Since the entry into force of of the Anti-Money Laundering Law /AML/, obligations have arisen for a large number of legal entities, including insurers, exchange offices, persons providing accounting services and legal advice, wholesalers, persons organising the award of public contracts, persons carrying out real estate transactions for hire, professional sports clubs and many, many others. They are all listed exhaustively in Article 4 of the MIPA and part of their obligations is to prepare a risk assessment and a set of internal rules and procedures in accordance with which to conduct their business. In case you are not sure whether you fall within the obliged entities, you could check by looking at this listand also by contacting us at office@kgk.bg and telling us about your area of activity.
In the following, we will provide you with some more information on the documents required from the obliged persons.
Risk assessment - This considers risk factors relating to customers, countries or geographic areas, products and services offered, operations and transactions carried out or delivery mechanisms. The risk assessment should be updated periodically. It should be consistent with the national risk assessment as well as with the recommendations of the European Commission in this respect. The importance of the risk assessment stems from the fact that, on the basis of it, the obliged persons referred to in Article 4 of the MIPA determine the risk profiles of their customers and of their business relationships with them and thus assess which of the measures set out in the law to take in relation to the risk profile concerned.

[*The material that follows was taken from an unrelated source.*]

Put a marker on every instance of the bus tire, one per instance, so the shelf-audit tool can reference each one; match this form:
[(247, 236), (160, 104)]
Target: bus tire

Internal rules - The risk assessment itself is used to develop the internal rules as it is used by individuals to determine the specific measures that will be appropriate for their type of activity. The internal rules consist of a wide range of components, including: clear criteria for identifying suspicious transactions or transactions and customers; arrangements for the use of technical means for the prevention and detection of money laundering and terrorist financing; a system of internal control over the implementation of the obligations under the AML/CFT Act; the possibility of independent audit; arrangements for the collection, retention and disclosure of information; allocation of responsibility for the implementation of the measures; and so on. Various annexes shall be prepared to the internal rules to systematize and facilitate the work of the obligations entity. It is also necessary to organise trainings for employees and workers (the rules for these trainings should also be included in the internal rules) in order to familiarise them with the requirements under the MIPA and the new operational working method.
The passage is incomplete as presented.